Also, while the committee has an official policy of not counting anybody else’s coins (although we do suggest you take care of yo’ chicken), we do have some advice for where Bloomberg can spend all of that money he’s hellbent on blowing right now. Florida courts just ruled that even though felons who’ve served time have the right to vote again, they have to pay restitution before doing so; a ruling, of course, that disproportionately affects black voters. How about Bloomberg go down to Florida, drops a few million and pay off all those fines? He would literally be giving the vote to over a million people, and he could take credit for it during the primary. Call us, Mike; we’ve got ideas on better ways to spend your cash.
I went to McDonald’s even though I was vegan (Step up your game, like Burger King).
I went to Italy, home of cappuccinos, yet spent all day at a generic Starbucks instead.
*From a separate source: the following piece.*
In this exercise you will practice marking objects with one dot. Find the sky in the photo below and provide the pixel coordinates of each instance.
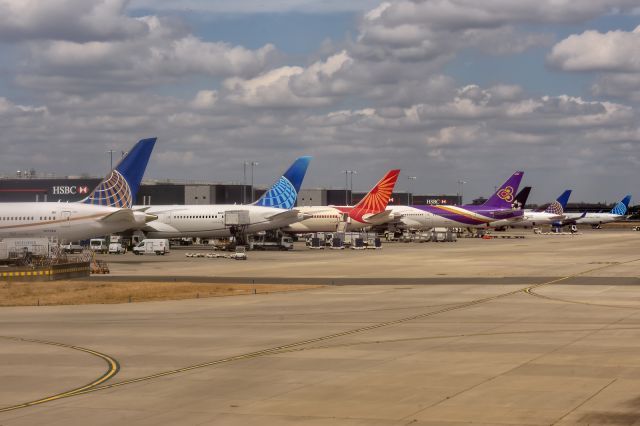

I went to Vegas but I hate to gamble.
Tulsi Gabbard, how are you flying into South Carolina in your white suit, looking like Nikki Haley doing Colonel Sanders cosplay, sitting down and doing a whole interview, but having literally NOTHING to say; no plan, no schedule, not a peep about what your goals are for black voters? Why, in the year of our Lord 2020, is she still in the race but Booker and Castro aren’t? Either way, since Gabbard has decided she won’t run for reelection, we have a job offer for her; looks like the entire Russian government resigned. I’m pretty sure they’re taking applications and she’d probably fit right in. Trump would happily write her a recommendation.